Egypt’s Fawry to raise $50.8 million growth capital and explore a US Listing.


Fawry for Banking and Payment Technology Services S.A.E. (the “Company,” FWRY.CA on the Egyptian Exchange) stated  that it plans to raise EGP800 million ($50.8 million) in expansion capital from current shareholders through a rights issue. The funds will be used to launch a new chapter of financial service growth for both consumers and merchants.

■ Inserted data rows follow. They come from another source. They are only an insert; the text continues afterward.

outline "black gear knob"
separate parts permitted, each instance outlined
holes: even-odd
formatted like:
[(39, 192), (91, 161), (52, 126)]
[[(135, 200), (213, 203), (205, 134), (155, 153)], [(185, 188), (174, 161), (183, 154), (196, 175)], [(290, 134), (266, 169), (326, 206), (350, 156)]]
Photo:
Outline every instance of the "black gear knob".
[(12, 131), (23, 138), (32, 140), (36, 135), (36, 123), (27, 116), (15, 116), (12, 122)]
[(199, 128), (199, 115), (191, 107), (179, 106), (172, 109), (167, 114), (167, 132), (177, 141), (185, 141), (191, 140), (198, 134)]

The offering will assist place the Company at the forefront of Egypt’s Super App opportunity, in addition to expanding the Company’s products on MyFawry. Furthermore, the company will continue to invest in improving its merchant acquiring and supply chain solutions strengths.

A portion of the funds will be used to carry out the Company’s investment plan, accelerate innovation, and assist the nascent ecosystem of high-growth startups and fintech that complement Fawry’s offering through e-commerce, logistics, financial services, and insuretech, among other verticals.

The Company’s board of directors, which includes directors who represent the company’s major shareholders (whether institutional investors or financial institutions), has approved the proposal to raise capital to fund the company’s growth plans if the necessary shareholder and regulatory approvals are obtained.

The Company’s board of directors also approved the formation of an American Depositary Shares (“ADS”) program, and the company is looking into a possible SEC-registered secondary offering in the United States. 

The proposed offering’s timing, amount of ADSs, and price have yet to be established. The proposed offering is subject to market conditions, shareholder and regulatory approvals, and no assurance can be given as to whether or when the offering will be completed, or as to the size or terms of the offering.

These materials do not constitute an offer to sell securities in the United States. The securities cannot be sold in the United States unless they have been registered or have received an exemption from registration under the Securities Act of 1933, as amended. 

Any public offering of securities will be conducted through the use of a prospectus, which can be obtained from the Company and will include full information about the Company and its management, as well as financial statements.